There is to be a meeting with the Foreign Office and there will also be a roundtable discussion involving tour operators and the media. Those attending will include representatives from Abta, Tui, easyJet, British Airways, Jet2, The Guardian, The Sun, The Mirror and travel/tourism publications.

The aims of all this, as explained in parliament on Tuesday, will be to explain the decree's content and to clear up any questions arising from its application. Negueruela told parliament that after passing the decree, the government had drawn up a communications plan for explaining it. Another aspect of this communication was a meeting in Palma on Tuesday with the German ambassador in Spain, Wolfgang Dold.

Negueruela will be accompanied by the government's director general for tourism, Rosana Morillo. The meeting at the Foreign Office will, among others, involve the head of operations, Paul Bute, and the British Consul for the Balearics, Lloyd Milen.

On a separate matter, cruise ships, the minister said in parliament that the government "will be arriving at an agreement" with cruise ship operators on limiting the "accumulation of ships"; in other words, limiting the number of ships that there are at given times.

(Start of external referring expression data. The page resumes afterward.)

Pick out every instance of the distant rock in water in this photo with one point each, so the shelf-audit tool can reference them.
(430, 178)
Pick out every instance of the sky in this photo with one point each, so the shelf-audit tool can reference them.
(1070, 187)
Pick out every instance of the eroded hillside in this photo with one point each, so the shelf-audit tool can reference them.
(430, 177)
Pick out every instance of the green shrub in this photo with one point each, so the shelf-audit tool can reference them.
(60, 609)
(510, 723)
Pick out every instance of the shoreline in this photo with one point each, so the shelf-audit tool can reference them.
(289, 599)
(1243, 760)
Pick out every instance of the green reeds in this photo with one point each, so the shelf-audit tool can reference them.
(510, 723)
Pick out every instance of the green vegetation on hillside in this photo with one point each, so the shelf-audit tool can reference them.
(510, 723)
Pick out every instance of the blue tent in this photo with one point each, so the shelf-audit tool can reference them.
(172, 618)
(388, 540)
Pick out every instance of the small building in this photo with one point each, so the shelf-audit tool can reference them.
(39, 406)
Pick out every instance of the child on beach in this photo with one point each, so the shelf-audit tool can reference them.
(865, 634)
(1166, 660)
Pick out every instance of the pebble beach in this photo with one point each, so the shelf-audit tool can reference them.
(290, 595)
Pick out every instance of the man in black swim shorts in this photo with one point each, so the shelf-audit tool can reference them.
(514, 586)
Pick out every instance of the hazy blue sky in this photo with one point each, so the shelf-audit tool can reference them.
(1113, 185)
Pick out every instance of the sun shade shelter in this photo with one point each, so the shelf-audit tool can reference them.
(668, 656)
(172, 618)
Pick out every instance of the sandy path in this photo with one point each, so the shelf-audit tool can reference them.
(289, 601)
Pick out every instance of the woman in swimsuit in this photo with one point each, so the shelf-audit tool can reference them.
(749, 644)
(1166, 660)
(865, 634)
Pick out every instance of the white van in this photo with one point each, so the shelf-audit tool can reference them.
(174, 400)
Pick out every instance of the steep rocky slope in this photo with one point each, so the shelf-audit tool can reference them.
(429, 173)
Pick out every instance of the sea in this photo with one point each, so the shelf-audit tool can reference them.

Negueruela was responding to the Partido Popular's Salomé Cabrera, who had demanded that the government display greater "transparency" with regard to plans for cruise ship limits. She believed that cruise tourism was not a sector to be "played about with" at a time when the economy is shrinking and unemployment is growing.

Establishing limits for cruise ships, the minister pointed out, had been an electoral promise of the three parties of the government pact. By arriving at a consensus with cruise operators, he insisted, there will not be any "danger" for the sector.